The October 1996 issue of Discover magazine features several articles on creativity. One on music describes research showing the benefits of early training in singing and piano. Three year old children in an inner-city daycare center were given 30 minutes daily of singing or piano lessons. After nine months, both groups showed a remarkable improvement in their ability to put together a puzzle, a standard test of their mathematical reasoning skills. In a larger follow-up study, researchers found that children who received voice and piano lessons performed 35% better than children who did not receive musical training. Investigators speculate that all the higher brain functions, music included, use a common “internal neural language” to interact with each other throughout the cortex.

A more recent study worked with first graders who tested below control groups in their schools.
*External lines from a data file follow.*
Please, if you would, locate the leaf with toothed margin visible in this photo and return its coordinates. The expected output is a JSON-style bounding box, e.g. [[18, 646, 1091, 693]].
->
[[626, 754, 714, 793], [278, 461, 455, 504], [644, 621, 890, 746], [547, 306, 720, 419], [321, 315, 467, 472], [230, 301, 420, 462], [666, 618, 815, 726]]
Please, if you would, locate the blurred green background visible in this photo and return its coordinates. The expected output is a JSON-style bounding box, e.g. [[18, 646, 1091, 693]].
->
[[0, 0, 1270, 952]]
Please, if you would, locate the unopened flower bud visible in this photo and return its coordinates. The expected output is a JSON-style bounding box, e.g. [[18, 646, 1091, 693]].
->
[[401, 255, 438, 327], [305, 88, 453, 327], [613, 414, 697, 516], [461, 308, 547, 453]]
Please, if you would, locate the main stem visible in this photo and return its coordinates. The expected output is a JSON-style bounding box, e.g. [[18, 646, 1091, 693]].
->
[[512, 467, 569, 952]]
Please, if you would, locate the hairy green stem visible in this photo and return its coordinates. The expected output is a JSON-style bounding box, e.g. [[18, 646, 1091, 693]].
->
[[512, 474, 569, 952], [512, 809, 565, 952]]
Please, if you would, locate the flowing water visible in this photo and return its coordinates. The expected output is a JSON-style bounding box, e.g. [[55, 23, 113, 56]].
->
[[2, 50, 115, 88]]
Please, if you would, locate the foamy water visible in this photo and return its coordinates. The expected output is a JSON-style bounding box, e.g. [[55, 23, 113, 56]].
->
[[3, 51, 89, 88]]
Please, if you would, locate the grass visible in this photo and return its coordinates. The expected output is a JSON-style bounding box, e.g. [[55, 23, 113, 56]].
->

After they were given seven months of more intensive instruction in music and art, the subject children were even with the control children in reading and considerably ahead of them in mathematics.

Unfortunately, as budget pressures increase, music and art are the subjects most likely to be eliminated.

The August 24, 1996 issue of Science News has a very interesting article on the fallibility of memory. As readers know, there is a huge flap in psychology over the issue of trusting the accuracy of memory, including the recovery in psychotherapy of early experiences which had previously been forgotten. Many experiments have shown how easily people can be persuaded that ideas suggested by psychotherapists are “real” memories. Current experiments involving PET scans of brain activity are beginning to provide ways to distinguish “true” from “false” memories. Memories are not like books, tapes, or movies which remain the same until they wear out. Memories are “constructed” and remain fluid and changeable, a mixture of “what really happened” and later interpretations. Memories are always partial, shaped by our interpretations at the time, and subject to additions or deletions as our attitudes change over time.

The controversy has opened the door to many lawsuits by parents challenging the accusations of grown children that they were subject to early abuse, especially the stories of cult activity. Obviously, it is possible to repress and later recover the memories of early experiences, but so far as I have seen, the claims of ritual cult abuse remain unproved and highly dubious.

The controversy, along with the reports of alien abductions, illustrates the philosophical issue of the nature of ultimate reality. Is a mental/emotional experience “real” in the same way as a “physical” experience? To materialists, of course, it is “unreal.” Only the chemical and electrical activity of the body and brain are “real.” To a non-materialist (we don’t have a good, generally accepted word for them since “idealist” and “mentalist” carry other connotations), consciousness (which is mostly subconscious with a minute bit of self-consciousness) is the ultimate reality. Both the physical and the mental are changing all the time. As Heraclitus said over 2,000 years ago, you can’t step in the same river twice. People whose security depends on keeping things the same are likely to have increasing trouble in the years immediately ahead.

The September 7, 1996 issue of Science News has a short article describing cases of temporary brain damage from accidents in which the individuals lost their memories of recent experiences but retained their ability to describe their own personality. The sense of “self,” of personal identity, is thought to depend largely on continuing memories. Many people who believe in reincarnation are convinced that they retain memories of previous lives. Yet, we know that life involves constant change. To what degree are any of us the “same” person when we are an infant, a child, an adult, a “senior citizen”? I believe in the continuity of a set of habitual beliefs and attitudes as a process in which we keep changing as we expand our potentials through new experiences, in new bodies, new cultures, new worlds.